At first I tried to find any counterexample but I didn't find any. So I tried to prove it.
My attempt was that if $y_1 , y_2 \in Y$ are different points then by $f$ being surjective $f^{-1}(\{y_1\}) , f^{-1}(\{y_2\})$ are both non empty. If there exists $x \in f^{-1}(\{y_1\})$ with a neighbourhood $V$ of $x$ that has no points in common with $f^{-1}(\{y_2\})$ then $f(V)$ is a neighbourhood that contains $y_1$ but not $y_2$. Analogously, if there exists $x \in f^{-1}(\{y_2\})$ with a neighbourhood that contains no points of $f^{-1}(\{y_1\})$ then the same holds.
So if those points doesn't exist, that means that $f^{-1}(\{y_2\})\subseteq \overline{f^{-1}(\{y_1\})}$ and $f^{-1}(\{y_1\}) \subseteq \overline{f^{-1}(\{y_2\})}$. I think this may contradict that $X$ is $T_0$ but I am struggling to prove it (if it's true). Any help? Thanks in advance.
You're struggling because the claim is not true.
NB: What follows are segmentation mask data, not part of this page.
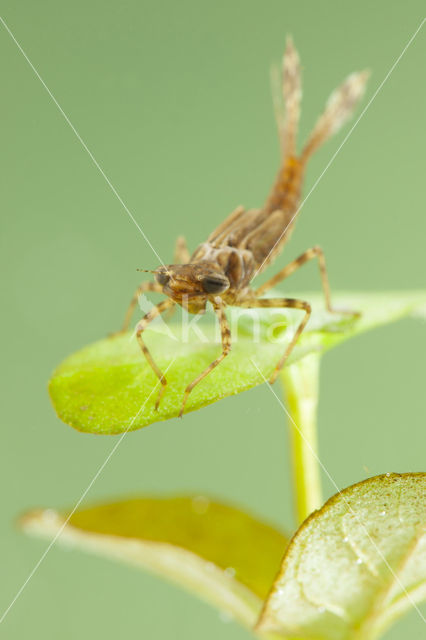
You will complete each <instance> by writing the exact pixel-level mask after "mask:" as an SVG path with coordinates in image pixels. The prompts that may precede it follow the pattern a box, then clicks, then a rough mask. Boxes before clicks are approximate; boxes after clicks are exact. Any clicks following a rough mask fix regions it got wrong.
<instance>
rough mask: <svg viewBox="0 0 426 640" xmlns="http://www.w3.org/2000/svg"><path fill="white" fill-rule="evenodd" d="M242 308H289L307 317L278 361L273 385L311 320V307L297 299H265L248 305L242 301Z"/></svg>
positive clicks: (252, 302) (284, 298)
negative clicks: (259, 307)
mask: <svg viewBox="0 0 426 640" xmlns="http://www.w3.org/2000/svg"><path fill="white" fill-rule="evenodd" d="M239 306H241V307H247V308H251V309H253V308H256V307H257V308H259V307H262V308H265V307H274V308H282V309H284V308H287V309H300V310H302V311H304V312H305V315H304V316H303V318H302V320H301V322H300V323H299V325H298V327H297V329H296V331H295V333H294V336H293V337H292V339H291V341H290V344H289V345H288V346H287V348H286V350H285V352H284V355H283V356H282V358H281V359H280V360H279V361H278V363H277V366H276V367H275V369H274V371H273V372H272V375H271V378H270V380H269V381H270V383H271V384H273V383H274V382H275V380H276V379H277V376H278V374H279V372H280V370H281V369H282V368H283V366H284V364H285V362H286V360H287V358H288V357H289V355H290V353H291V352H292V351H293V349H294V346H295V344H296V342H297V341H298V339H299V337H300V334H301V333H302V331H303V329H304V328H305V327H306V324H307V322H308V320H309V317H310V315H311V305H310V304H309V303H308V302H305V301H304V300H296V299H295V298H263V299H261V300H259V299H258V300H253V299H251V300H249V301H247V303H244V301H241V303H240V305H239Z"/></svg>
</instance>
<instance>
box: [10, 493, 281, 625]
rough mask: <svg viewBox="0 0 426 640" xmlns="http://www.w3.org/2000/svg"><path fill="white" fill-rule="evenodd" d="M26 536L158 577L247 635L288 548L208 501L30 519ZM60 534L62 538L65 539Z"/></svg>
mask: <svg viewBox="0 0 426 640" xmlns="http://www.w3.org/2000/svg"><path fill="white" fill-rule="evenodd" d="M21 524H22V526H23V528H24V529H25V530H26V531H27V532H29V533H35V534H38V535H42V536H47V537H49V538H55V536H57V535H58V532H61V533H60V536H59V537H58V541H59V542H61V543H65V544H66V543H71V544H73V545H78V546H80V547H82V548H84V549H87V550H89V551H91V552H94V553H97V554H101V555H107V556H110V557H114V558H117V559H120V560H123V561H125V562H129V563H131V564H134V565H137V566H139V567H142V568H145V569H149V570H151V571H154V572H156V573H159V574H161V575H163V576H165V577H167V578H169V579H171V580H173V581H175V582H177V583H179V584H181V585H183V586H184V587H186V588H188V589H189V590H191V591H193V592H194V593H196V594H197V595H198V596H200V597H202V598H204V599H205V600H207V601H209V602H211V603H212V604H214V605H215V606H217V607H218V608H219V609H221V610H223V611H226V612H227V613H229V614H230V615H231V616H233V617H235V618H236V619H238V620H239V621H240V622H242V623H243V624H245V625H247V626H248V627H252V626H253V625H254V623H255V622H256V619H257V617H258V615H259V613H260V609H261V606H262V602H263V600H264V599H265V597H266V595H267V593H268V591H269V589H270V586H271V584H272V581H273V579H274V576H275V575H276V573H277V571H278V569H279V566H280V562H281V559H282V556H283V553H284V551H285V548H286V546H287V542H288V541H287V539H286V538H285V536H284V535H283V534H282V533H280V532H279V531H277V530H276V529H274V528H272V527H270V526H268V525H266V524H264V523H262V522H260V521H258V520H256V519H254V518H253V517H252V516H250V515H248V514H246V513H244V512H243V511H240V510H239V509H235V508H233V507H230V506H227V505H224V504H220V503H218V502H213V501H210V500H209V499H207V498H205V497H204V496H195V497H176V498H134V499H131V500H124V501H121V502H115V503H110V504H103V505H98V506H94V507H90V508H85V509H80V510H78V511H76V512H75V513H74V514H73V515H72V516H71V518H70V519H69V521H68V522H67V521H66V514H65V513H62V514H60V513H58V512H55V511H52V510H51V509H46V510H37V511H31V512H29V513H28V514H26V515H25V516H23V518H22V519H21ZM61 529H62V531H61Z"/></svg>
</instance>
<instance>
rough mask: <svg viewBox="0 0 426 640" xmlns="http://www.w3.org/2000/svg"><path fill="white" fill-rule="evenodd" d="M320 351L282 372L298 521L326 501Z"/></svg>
mask: <svg viewBox="0 0 426 640" xmlns="http://www.w3.org/2000/svg"><path fill="white" fill-rule="evenodd" d="M319 366H320V355H319V354H317V353H311V354H309V355H307V356H305V357H303V358H301V359H300V360H298V361H297V362H295V363H294V364H292V365H290V366H289V367H285V368H284V369H283V370H282V372H281V381H282V383H283V386H284V391H285V395H286V408H287V410H288V413H289V419H288V423H289V431H290V443H291V456H292V468H293V487H294V489H293V490H294V496H295V507H296V515H297V520H298V523H301V522H303V521H304V520H305V519H306V518H307V517H308V516H309V515H310V514H311V513H312V511H314V510H315V509H318V508H319V507H321V505H322V495H321V478H320V467H319V458H318V437H317V409H318V393H319Z"/></svg>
An elementary example is as follows:
let $X=(\mathbb{Z};\text{cofinite})$ (that is, $S\subseteq X$ is open iff $S$ is empty or $X\setminus S$ is finite) and $Y=(\mathbb{Z}/(2);\text{indiscrete})$. Choose $f$ to be the quotient map (in the algebraic sense) which sends every $n$ to its remainder modulo $2$.
As a quotient of rings, $f$ must be surjective; since the indiscrete topology is terminal, $f$ must be continuous; and the image of every nonempty open set is all of $\mathbb{Z}/(2)$, so that $f$ is open. (All of these are also easy to check "by hand".)
But $X$ is $T_0$ and $Y$ is not.